Pesquisador do Instituto Federal Fluminense e também da Universidade Estadual do Rio de Janeiro (UERJ), Roberto Moraes falou sobre os estudos por ele iniciados com o lançamento da pedra fundamental do Porto do Açu e que, mais tarde, avançaram no acompanhamento dos sistemas portuários do estado do Rio. Ele ainda visitou portos na Europa e na África.
– Observando tudo o que transcorreu ao longo desses anos, podemos dizer que o porto pode funcionar sem a necessidade de ocupar essa imensa área. (...) Com isso, a gente identifica que houve uma perda do objeto e da finalidade daquelas desapropriações, além de um processo de estrangeirização das terras – observou.
Os problemas com o meio ambiente também foram mencionados na audiência pública. De acordo com o presidente da Associação dos Proprietários de Imóveis e Moradores do Açu, Campo da Praia, Pipeiras, Barcelos e Cajueiro (ASPRIM), Rodrigo Santos, o lençol freático foi contaminado pela salinização com a chegada do estaleiro. Há mais de 40 anos na lavoura, ele também lembrou o drama vivido pelas famílias com a queda de 85% na produção agrícola.
– Foi traumático para as famílias: com a produção dizimada e ainda com a salinização, perdemos cada vez mais a capacidade de transformar terra em produtos para a mesa dos senhores e para todo o estado do Rio de Janeiro, que só veio a perder porque nós éramos os primeiros na produção de maxixe. Estávamos em segundo na produção de abacaxis. Além disso, havia mais de 3.500 cabeças de gado nessas áreas, o que também deixou de ser uma fonte de renda – enfatizou Rodrigo.

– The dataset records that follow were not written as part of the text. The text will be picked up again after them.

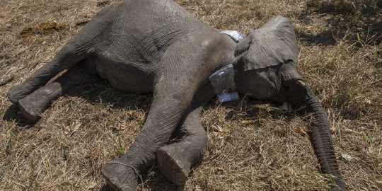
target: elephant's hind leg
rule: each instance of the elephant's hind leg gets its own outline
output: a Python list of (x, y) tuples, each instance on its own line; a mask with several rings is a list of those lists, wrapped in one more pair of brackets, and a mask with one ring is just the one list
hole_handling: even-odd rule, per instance
[(192, 165), (202, 160), (207, 150), (207, 137), (201, 123), (202, 108), (190, 112), (177, 133), (183, 139), (161, 147), (157, 160), (162, 173), (176, 185), (184, 185)]
[(59, 72), (70, 68), (85, 58), (85, 55), (74, 53), (72, 45), (67, 44), (57, 53), (52, 61), (37, 70), (23, 83), (9, 89), (7, 96), (11, 102), (16, 103), (39, 88)]
[(19, 100), (20, 110), (25, 118), (35, 121), (39, 119), (39, 115), (48, 107), (52, 100), (75, 86), (94, 82), (96, 78), (85, 68), (71, 68), (53, 82)]

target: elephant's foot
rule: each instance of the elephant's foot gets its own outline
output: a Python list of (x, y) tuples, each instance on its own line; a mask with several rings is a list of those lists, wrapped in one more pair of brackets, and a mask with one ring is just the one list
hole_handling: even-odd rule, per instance
[(116, 191), (136, 191), (138, 181), (132, 167), (111, 162), (102, 168), (106, 183)]
[(6, 93), (6, 96), (12, 103), (17, 103), (18, 100), (25, 98), (31, 93), (33, 90), (28, 86), (25, 82), (13, 86)]
[(177, 152), (173, 145), (168, 145), (158, 149), (156, 157), (162, 173), (173, 183), (182, 185), (188, 178), (190, 163), (182, 154)]
[(36, 90), (26, 97), (18, 100), (18, 107), (23, 115), (28, 120), (36, 121), (39, 115), (53, 99), (61, 93), (61, 86), (53, 82)]
[[(35, 122), (40, 119), (40, 113), (41, 112), (41, 110), (40, 109), (40, 107), (38, 106), (38, 103), (37, 102), (44, 102), (43, 100), (33, 100), (33, 98), (27, 96), (23, 99), (21, 99), (18, 100), (18, 108), (20, 108), (20, 111), (21, 112), (21, 114), (23, 114), (23, 116), (25, 117), (27, 120)], [(35, 98), (36, 99), (36, 98)], [(41, 103), (40, 103), (41, 104)]]

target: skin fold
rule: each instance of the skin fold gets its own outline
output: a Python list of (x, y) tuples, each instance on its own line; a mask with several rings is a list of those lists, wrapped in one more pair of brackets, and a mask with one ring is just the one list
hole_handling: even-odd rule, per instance
[[(152, 92), (141, 132), (102, 173), (114, 190), (136, 190), (139, 175), (158, 161), (170, 180), (183, 185), (207, 149), (201, 107), (216, 96), (209, 77), (233, 64), (239, 93), (289, 102), (301, 114), (313, 114), (311, 140), (321, 171), (335, 177), (333, 190), (345, 190), (328, 117), (296, 71), (298, 54), (291, 23), (282, 16), (236, 43), (173, 1), (125, 0), (100, 11), (52, 61), (7, 96), (27, 119), (37, 120), (52, 100), (99, 77), (121, 91)], [(169, 144), (172, 137), (178, 141)]]

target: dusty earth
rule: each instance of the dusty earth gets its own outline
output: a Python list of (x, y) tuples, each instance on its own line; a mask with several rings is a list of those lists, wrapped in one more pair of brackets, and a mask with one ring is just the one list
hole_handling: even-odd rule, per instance
[[(106, 82), (83, 86), (31, 124), (6, 92), (113, 1), (0, 1), (0, 190), (108, 190), (100, 170), (129, 148), (151, 95), (127, 94)], [(299, 38), (299, 70), (328, 114), (349, 190), (378, 190), (381, 1), (176, 1), (208, 25), (245, 33), (273, 16), (289, 18)], [(184, 187), (154, 166), (139, 190), (328, 190), (330, 177), (319, 173), (308, 120), (245, 98), (223, 105), (211, 100), (202, 119), (208, 151)]]

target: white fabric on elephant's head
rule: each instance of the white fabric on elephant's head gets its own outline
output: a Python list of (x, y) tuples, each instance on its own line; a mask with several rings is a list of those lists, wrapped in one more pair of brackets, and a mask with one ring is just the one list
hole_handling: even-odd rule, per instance
[(223, 30), (220, 33), (226, 34), (231, 37), (235, 42), (239, 42), (241, 40), (244, 38), (244, 35), (240, 33), (238, 30)]

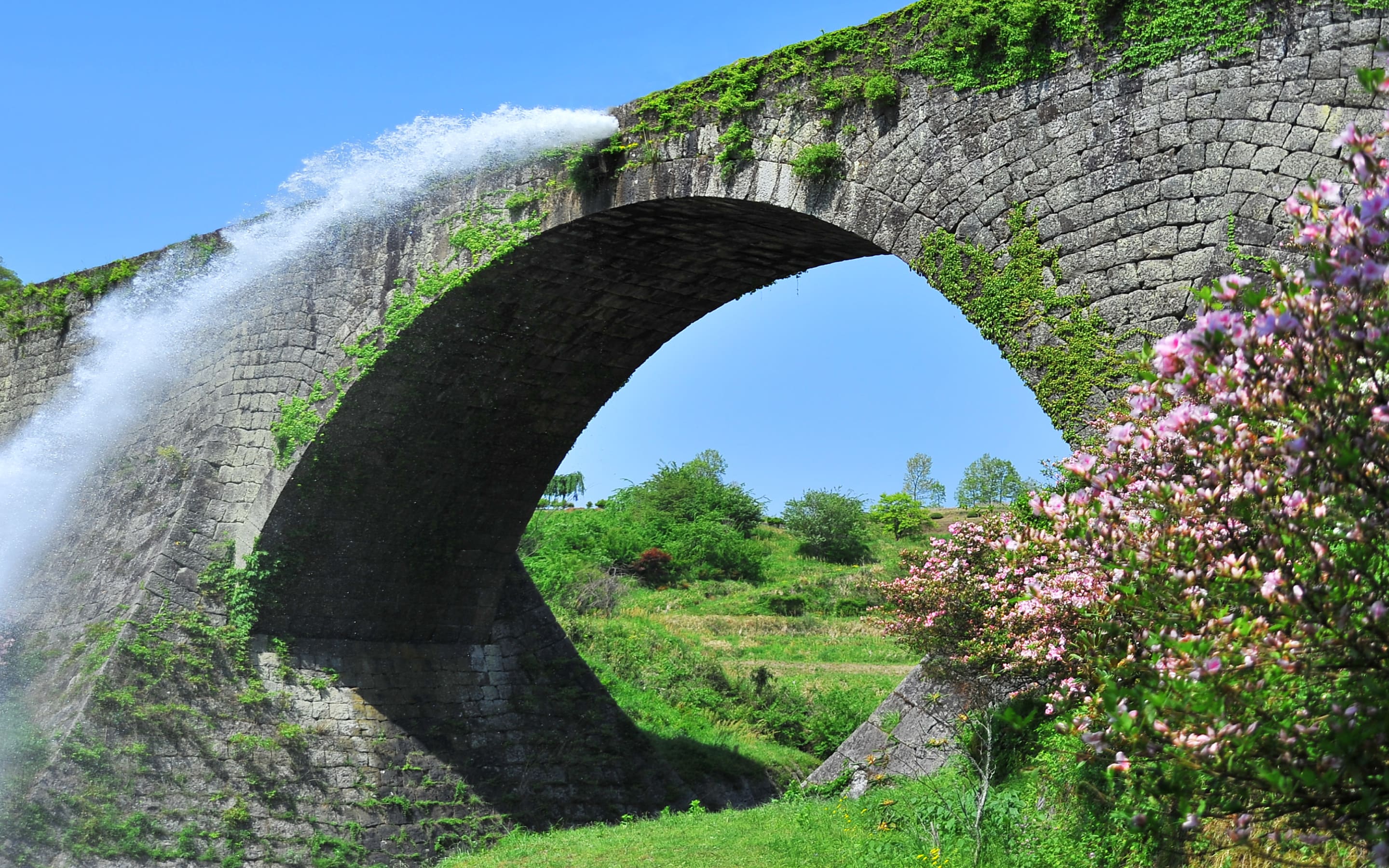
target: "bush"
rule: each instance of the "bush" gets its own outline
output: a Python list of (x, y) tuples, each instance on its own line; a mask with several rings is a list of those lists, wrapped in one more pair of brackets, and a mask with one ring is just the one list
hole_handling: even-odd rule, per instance
[(665, 575), (671, 571), (671, 556), (668, 551), (663, 551), (656, 546), (651, 546), (642, 553), (639, 558), (632, 561), (632, 572), (639, 575), (643, 582), (656, 585), (665, 579)]
[(1003, 506), (1026, 494), (1029, 485), (1011, 461), (985, 453), (964, 468), (956, 499), (965, 508)]
[(835, 564), (858, 564), (868, 556), (864, 501), (839, 490), (810, 490), (788, 500), (786, 529), (800, 537), (800, 549)]
[(743, 486), (724, 482), (724, 458), (706, 451), (685, 464), (661, 465), (599, 510), (538, 511), (518, 554), (551, 604), (572, 604), (585, 569), (631, 572), (658, 585), (681, 579), (761, 578), (765, 553), (753, 532), (763, 504)]
[(892, 539), (914, 536), (922, 528), (931, 526), (931, 519), (926, 518), (921, 501), (906, 492), (878, 497), (878, 503), (868, 510), (868, 518), (892, 533)]
[(806, 181), (826, 182), (843, 178), (845, 151), (836, 142), (807, 144), (790, 161), (790, 171)]

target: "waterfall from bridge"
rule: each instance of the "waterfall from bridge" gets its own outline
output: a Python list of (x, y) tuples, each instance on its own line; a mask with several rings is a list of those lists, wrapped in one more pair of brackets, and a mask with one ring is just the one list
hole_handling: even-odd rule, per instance
[(89, 346), (71, 382), (0, 444), (0, 592), (32, 567), (83, 478), (149, 399), (200, 346), (235, 328), (236, 301), (258, 278), (332, 244), (346, 224), (408, 204), (433, 181), (615, 129), (611, 115), (586, 110), (417, 118), (371, 146), (306, 160), (269, 211), (225, 229), (226, 243), (206, 262), (186, 244), (104, 297), (74, 335)]

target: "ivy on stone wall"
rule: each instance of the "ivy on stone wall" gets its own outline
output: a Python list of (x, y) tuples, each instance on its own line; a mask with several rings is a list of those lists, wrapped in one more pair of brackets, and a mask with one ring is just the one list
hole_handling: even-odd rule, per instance
[[(196, 235), (188, 243), (206, 262), (207, 257), (217, 251), (221, 239), (214, 232)], [(108, 290), (133, 278), (140, 267), (157, 258), (160, 253), (117, 260), (110, 265), (78, 271), (42, 283), (25, 283), (8, 268), (0, 267), (0, 324), (4, 325), (4, 335), (19, 340), (33, 332), (61, 332), (72, 319), (69, 301), (74, 299), (96, 301)]]
[[(1389, 8), (1389, 0), (1351, 0), (1351, 8)], [(715, 160), (731, 179), (753, 156), (743, 132), (749, 115), (772, 96), (781, 108), (825, 114), (829, 128), (849, 104), (896, 103), (904, 72), (926, 78), (928, 86), (997, 90), (1056, 72), (1076, 54), (1088, 56), (1096, 75), (1196, 51), (1221, 60), (1249, 54), (1267, 25), (1256, 0), (918, 0), (646, 96), (615, 150), (665, 142), (701, 124), (728, 125)]]
[(964, 312), (1024, 376), (1035, 378), (1042, 410), (1067, 439), (1082, 439), (1107, 393), (1138, 372), (1103, 317), (1082, 294), (1056, 290), (1060, 250), (1043, 247), (1036, 221), (1018, 203), (1003, 257), (945, 229), (921, 239), (911, 268)]
[[(547, 215), (539, 204), (556, 187), (554, 182), (529, 190), (493, 190), (482, 201), (440, 221), (450, 229), (449, 244), (453, 256), (444, 262), (419, 265), (414, 286), (404, 279), (396, 281), (396, 292), (382, 314), (381, 325), (372, 326), (342, 344), (347, 364), (328, 375), (328, 386), (322, 381), (314, 383), (307, 396), (292, 396), (279, 401), (278, 415), (271, 422), (275, 437), (275, 462), (289, 467), (300, 449), (313, 442), (318, 429), (338, 414), (347, 386), (368, 375), (386, 350), (426, 307), (458, 289), (475, 274), (506, 257), (532, 235), (540, 231)], [(503, 207), (486, 201), (489, 197), (506, 197)], [(524, 214), (529, 212), (529, 217)], [(456, 265), (460, 260), (465, 264)], [(332, 389), (332, 393), (325, 389)], [(319, 412), (318, 406), (332, 401)]]
[(117, 283), (133, 278), (138, 268), (131, 260), (117, 260), (101, 268), (44, 283), (22, 283), (10, 272), (8, 278), (0, 279), (0, 321), (4, 322), (6, 333), (15, 340), (31, 332), (63, 331), (72, 319), (69, 297), (79, 296), (92, 301)]

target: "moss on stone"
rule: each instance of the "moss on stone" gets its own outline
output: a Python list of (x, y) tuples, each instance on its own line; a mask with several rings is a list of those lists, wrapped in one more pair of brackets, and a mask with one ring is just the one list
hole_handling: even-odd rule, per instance
[(1057, 293), (1060, 250), (1042, 246), (1022, 203), (1008, 215), (1008, 229), (1003, 257), (936, 229), (921, 239), (911, 267), (1033, 381), (1042, 410), (1075, 443), (1106, 396), (1132, 382), (1138, 367), (1118, 350), (1126, 335), (1115, 336), (1086, 310), (1083, 292)]

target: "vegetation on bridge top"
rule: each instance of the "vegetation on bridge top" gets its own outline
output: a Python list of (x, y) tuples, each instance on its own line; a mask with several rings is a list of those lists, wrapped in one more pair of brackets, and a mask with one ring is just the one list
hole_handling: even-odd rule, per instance
[[(1389, 0), (1350, 7), (1382, 10)], [(736, 164), (751, 157), (745, 118), (768, 99), (824, 112), (829, 128), (846, 104), (895, 104), (907, 72), (956, 90), (999, 90), (1057, 72), (1074, 57), (1097, 75), (1195, 51), (1238, 57), (1253, 51), (1268, 25), (1256, 0), (918, 0), (642, 97), (611, 150), (649, 149), (714, 121), (729, 125), (715, 160)]]

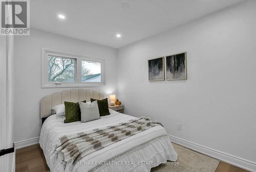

Segundo ele, o decreto para a implantação do Porto do Açu e do complexo industrial atingiu 1.500 famílias diretamente e mais de 3 mil famílias, indiretamente, “no sistema de comercialização e na distribuição dos produtos”.
Situação judicial
Com tantos problemas, um grupo de famílias passou a ocupar uma área do Distrito do Açu no dia 19 de abril e, no dia 12 de maio, receberam autorização da Justiça para permanecer no local por mais 40 dias. Nesse período, analisarão um acordo apresentado pela Codin, pela Grussaí Siderúrgica do Açu (GSA) e pela Porto do Açu Operações (que é a nova denominação da LLX Açu Operações), todas autoras de uma ação da reintegração de posse para a retirada das famílias de lá.